As the development community doubles down on a journey to shift power away from colonialist systems and into the hands of marginalized communities, it’s important that young people are also involved in defining what new systems, structures and ways of working look like.
At Plan International, our five-year strategy seeks to ensure everything we do is youth-centered and youth-led. We are committing to leading the way by co-creating our programming and influencing work with young people. The goal is that young people, their organizations and young staff will have greater power in meaningful decision-making across the organization.
However, to shift power effectively, we need to hear what is working well and what is not from young people. That’s why we invested in an impact study to evaluate 15 years of our domestic youth leadership programming, to find out how well it has served young people and if it’s had a positive impact on helping them affect change in their communities.
Young people told us loud and clear what’s working well with Plan’s youth engagement and leadership approaches, and what else they need in order to take up the space they deserve in systems and communities that are aspiring to evolve, albeit slowly. Here are the top five findings from our review:
1. Young people need space to practice their leadership skills in environments where they are valued, trusted and viewed as essential stakeholders. Young people told us that Plan excels at building critical skills such as how to synthesize information, effectively communicate, speak publicly and facilitate groups. What they said was most effective was not just learning the skills, but practicing them over and over again in a safe space where they felt supported and believed in, as well as where their voice and opinions matter.
Tip: Youth leadership programs should offer young people the opportunity to practice their leadership skills over the course of several months with the support of a peer network and dedicated staff.
2. Build empowerment by treating young people like equals. Recognize that young people have valuable lived experiences, and create space for them to bring their ideas and solutions to the table. This validates their contributions and builds their self-confidence to speak out, share their ideas and influence decision-makers in adult-led spaces that are often intimidating and exclusive.
Tip: Create space for young people to lead and show them how you’re incorporating their ideas into your work through feedback loops. Then, give seats in decision-making spaces to young people in your network.
3. Cover a variety of topics impacting young people globally.
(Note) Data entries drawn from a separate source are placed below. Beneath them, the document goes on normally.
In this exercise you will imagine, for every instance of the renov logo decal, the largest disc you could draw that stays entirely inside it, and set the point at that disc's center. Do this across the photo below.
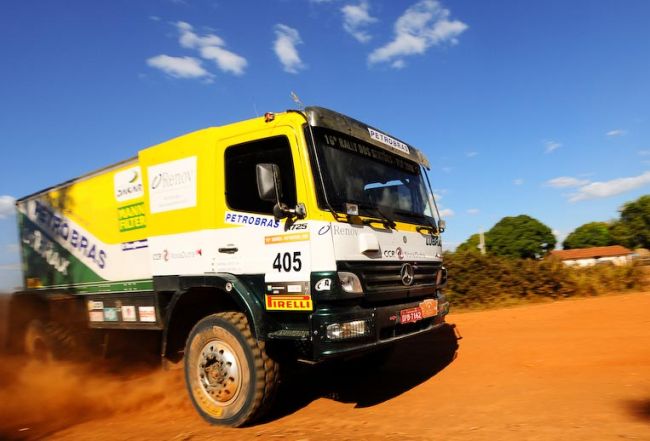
(128, 184)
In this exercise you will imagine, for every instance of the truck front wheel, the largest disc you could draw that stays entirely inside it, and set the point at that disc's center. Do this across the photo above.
(229, 376)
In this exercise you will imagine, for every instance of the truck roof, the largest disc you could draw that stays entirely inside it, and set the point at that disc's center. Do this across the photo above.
(316, 117)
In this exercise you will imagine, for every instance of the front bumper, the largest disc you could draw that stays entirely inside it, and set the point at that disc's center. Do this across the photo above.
(383, 327)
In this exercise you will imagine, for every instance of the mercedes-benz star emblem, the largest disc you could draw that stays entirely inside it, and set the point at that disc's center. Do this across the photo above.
(407, 274)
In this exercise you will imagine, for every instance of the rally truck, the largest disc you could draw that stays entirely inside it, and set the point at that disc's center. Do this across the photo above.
(304, 235)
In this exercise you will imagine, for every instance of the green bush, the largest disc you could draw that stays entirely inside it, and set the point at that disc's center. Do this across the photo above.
(477, 281)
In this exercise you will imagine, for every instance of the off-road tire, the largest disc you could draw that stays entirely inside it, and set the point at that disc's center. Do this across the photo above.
(253, 383)
(47, 340)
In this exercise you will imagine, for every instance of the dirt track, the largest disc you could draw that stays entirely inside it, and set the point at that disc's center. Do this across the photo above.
(574, 370)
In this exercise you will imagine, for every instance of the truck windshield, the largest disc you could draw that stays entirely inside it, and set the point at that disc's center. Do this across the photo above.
(379, 182)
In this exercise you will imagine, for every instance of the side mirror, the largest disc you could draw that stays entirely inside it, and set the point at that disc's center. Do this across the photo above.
(268, 182)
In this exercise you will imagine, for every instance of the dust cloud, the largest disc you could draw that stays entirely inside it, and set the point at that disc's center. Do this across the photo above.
(39, 398)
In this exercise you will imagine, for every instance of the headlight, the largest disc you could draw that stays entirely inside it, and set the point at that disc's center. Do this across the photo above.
(338, 331)
(350, 282)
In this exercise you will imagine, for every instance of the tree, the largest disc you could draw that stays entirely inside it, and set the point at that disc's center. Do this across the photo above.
(593, 234)
(471, 245)
(520, 237)
(633, 229)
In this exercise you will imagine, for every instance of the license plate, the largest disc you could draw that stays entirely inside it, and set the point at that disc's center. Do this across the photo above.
(410, 315)
(429, 308)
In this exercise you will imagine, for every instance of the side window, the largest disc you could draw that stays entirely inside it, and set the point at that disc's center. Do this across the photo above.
(241, 180)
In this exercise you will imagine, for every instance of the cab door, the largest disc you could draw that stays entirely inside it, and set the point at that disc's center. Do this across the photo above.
(253, 243)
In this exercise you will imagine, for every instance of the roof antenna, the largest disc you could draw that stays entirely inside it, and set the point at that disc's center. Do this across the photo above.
(296, 100)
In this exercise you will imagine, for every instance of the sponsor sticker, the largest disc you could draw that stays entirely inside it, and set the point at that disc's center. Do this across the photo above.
(65, 233)
(251, 219)
(128, 184)
(289, 303)
(131, 217)
(283, 238)
(324, 285)
(340, 230)
(135, 245)
(128, 313)
(110, 314)
(95, 305)
(147, 313)
(96, 316)
(387, 140)
(172, 185)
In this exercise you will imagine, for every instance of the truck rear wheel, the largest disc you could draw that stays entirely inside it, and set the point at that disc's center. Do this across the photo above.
(47, 341)
(229, 376)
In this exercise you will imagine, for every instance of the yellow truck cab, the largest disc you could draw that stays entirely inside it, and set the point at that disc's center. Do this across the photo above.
(304, 233)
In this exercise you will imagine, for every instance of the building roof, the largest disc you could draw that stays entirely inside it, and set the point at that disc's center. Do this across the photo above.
(591, 253)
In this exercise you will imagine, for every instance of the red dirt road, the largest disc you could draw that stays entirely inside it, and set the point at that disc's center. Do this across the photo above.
(571, 370)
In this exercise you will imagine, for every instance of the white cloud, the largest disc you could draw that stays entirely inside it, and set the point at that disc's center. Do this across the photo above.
(179, 67)
(446, 212)
(423, 25)
(190, 40)
(616, 132)
(551, 146)
(7, 206)
(356, 18)
(286, 40)
(566, 181)
(605, 189)
(226, 61)
(12, 247)
(211, 47)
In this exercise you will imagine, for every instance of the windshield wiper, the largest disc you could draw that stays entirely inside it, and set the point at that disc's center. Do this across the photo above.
(385, 220)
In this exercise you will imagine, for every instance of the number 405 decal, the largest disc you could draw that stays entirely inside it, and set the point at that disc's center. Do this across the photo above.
(288, 262)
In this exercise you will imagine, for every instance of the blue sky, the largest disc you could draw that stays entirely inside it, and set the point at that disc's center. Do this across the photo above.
(540, 108)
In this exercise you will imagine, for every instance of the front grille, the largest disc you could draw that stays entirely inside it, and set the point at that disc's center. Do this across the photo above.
(383, 280)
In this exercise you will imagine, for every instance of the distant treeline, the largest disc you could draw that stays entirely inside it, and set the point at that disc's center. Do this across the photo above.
(477, 280)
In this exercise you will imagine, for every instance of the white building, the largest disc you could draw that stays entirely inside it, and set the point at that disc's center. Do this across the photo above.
(615, 254)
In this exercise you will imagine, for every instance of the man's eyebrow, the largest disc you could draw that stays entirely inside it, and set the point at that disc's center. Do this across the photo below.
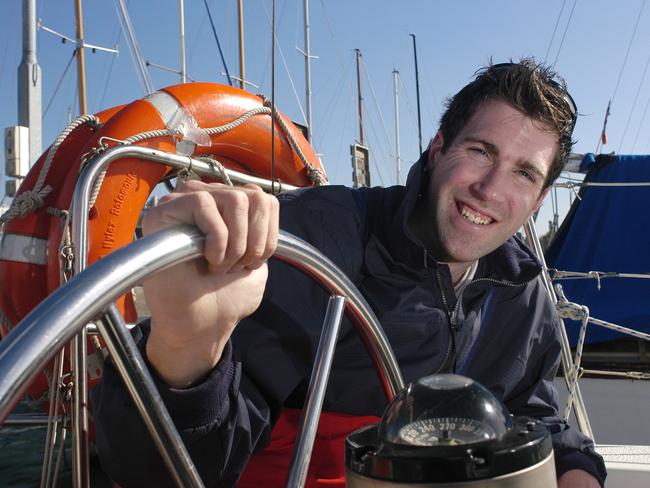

Young people noted that their increased global awareness was of the most notable elements of Plan’s program. They want to learn more about complex global issues, inequalities and injustices, and feel this content filled a gap in their U.S.-centric high school curricula. Young people shared that increasing global awareness and interaction with youth from all over the world had a profound impact on their ability to empathize and taught them greater patience, curiosity, empathy and compassion.
Tip: Work to ensure your curriculum is not solely looking at global issues from a U.S. perspective. Bring in youth voices from around the world and create opportunities for young people to learn from, and collaborate with, young people from other countries.
4. Mentorship needs thematic alignment. Small group mentorship with the guidance of an experienced mentor proved to be helpful and motivating; however, matching needs to be intentional. Young people found their mentors and peer groups to be most effective when they were interested in similar social justice issues and themes.
Tip: Engage mentors that can help open doors for young people and bring them into spaces where youth voices and perspectives are lacking.
5. Create a structure for supporting non-dominant groups of young people to excel outside the safe space of the program. One of the most important pieces of learning from our impact study was that young people of color felt they needed more robust support from Plan when leaving the safety of our program and going out into their communities to influence and effect change.
Tip: Develop a process, plan and budget, in collaboration with young people of color, to offer additional support as they work to influence and implement change in their communities.
Power shifting is a slow process. Our efforts to influence this change need to focus both on carving out space for young people in decision-making spaces and, at the same time, delivering programs that offer supportive, safe environments, where young people can practice, lead and influence with a community of allies that truly believes in their ability to take on power. As we all keep learning and adapting our youth development approaches, we’d love to know what you’re hearing from young people on how to better support their engagement in decision-making spaces.